While a 2016 discovery has found that the shared ancestral form of modern smallpox dates back to 1580 AD, this study merely indicates that the strains of smallpox circulating at the time of smallpox eradication had a common ancestor in the late 16th century, specifically that "the VARV lineages eradicated during the 20th century had only been in existence for ~200 years, at a time of rapidly expanding human movement and population size in the face of increasingly widespread inoculation and vaccination." Indeed, they say merely about ancient cases of smallpox that "if they were indeed due to smallpox, these early cases were caused by virus lineages that were no longer circulating at the point of eradication in the 1970s." The advent of vaccination, or variolation in China and Japan during the middle ages, could have altered the relative presence of smallpox strains and diminished the presence of ancient strains.

A 2015 review summarizing recent research into the question of smallpox evolution and divergence from its common ancestors suggests it is most likely that smallpox evolved 3000–4000 years ago in East Africa or India, which is not inherently contradicted by the study described the latter of which contains descriptions of smallpox from before the first century AD at least.
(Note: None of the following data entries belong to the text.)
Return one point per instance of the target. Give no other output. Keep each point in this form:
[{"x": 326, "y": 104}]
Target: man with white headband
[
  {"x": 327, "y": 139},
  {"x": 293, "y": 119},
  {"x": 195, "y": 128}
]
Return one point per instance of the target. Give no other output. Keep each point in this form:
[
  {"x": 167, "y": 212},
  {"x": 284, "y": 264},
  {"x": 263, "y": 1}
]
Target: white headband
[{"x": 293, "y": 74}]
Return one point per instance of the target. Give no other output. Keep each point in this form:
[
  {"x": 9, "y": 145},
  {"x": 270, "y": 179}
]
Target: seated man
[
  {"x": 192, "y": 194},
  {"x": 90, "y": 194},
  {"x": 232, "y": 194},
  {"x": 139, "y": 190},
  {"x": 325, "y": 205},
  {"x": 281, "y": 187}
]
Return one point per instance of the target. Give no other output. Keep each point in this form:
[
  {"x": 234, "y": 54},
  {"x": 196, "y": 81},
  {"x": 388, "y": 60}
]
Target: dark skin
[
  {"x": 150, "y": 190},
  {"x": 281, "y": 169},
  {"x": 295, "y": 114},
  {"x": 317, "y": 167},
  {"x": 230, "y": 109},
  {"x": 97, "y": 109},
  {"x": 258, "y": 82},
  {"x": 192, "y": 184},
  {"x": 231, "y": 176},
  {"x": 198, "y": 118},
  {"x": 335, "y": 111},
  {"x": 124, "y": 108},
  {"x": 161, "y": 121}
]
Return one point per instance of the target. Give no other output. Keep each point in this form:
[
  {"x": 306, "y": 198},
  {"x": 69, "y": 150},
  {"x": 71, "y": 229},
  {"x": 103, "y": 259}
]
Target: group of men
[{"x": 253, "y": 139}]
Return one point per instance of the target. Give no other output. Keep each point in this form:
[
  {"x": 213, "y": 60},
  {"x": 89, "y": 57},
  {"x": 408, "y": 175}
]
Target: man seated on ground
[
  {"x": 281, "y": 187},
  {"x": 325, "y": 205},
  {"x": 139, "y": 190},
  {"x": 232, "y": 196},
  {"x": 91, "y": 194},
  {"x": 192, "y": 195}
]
Finally, another genomic analysis places the evolution of smallpox at 16,000 years before present, and mentions Ramses V: "if the pustular eruption of Ramses V was from smallpox, it could represent a smallpox outbreak from imported cases... rather than regional endemic disease. This hypothesis is supported by the fact that only three mummies in that period had similar lesions."

====Bubonic Plague====
Another theory is bubons in his groin, usually associated with the bubonic plague.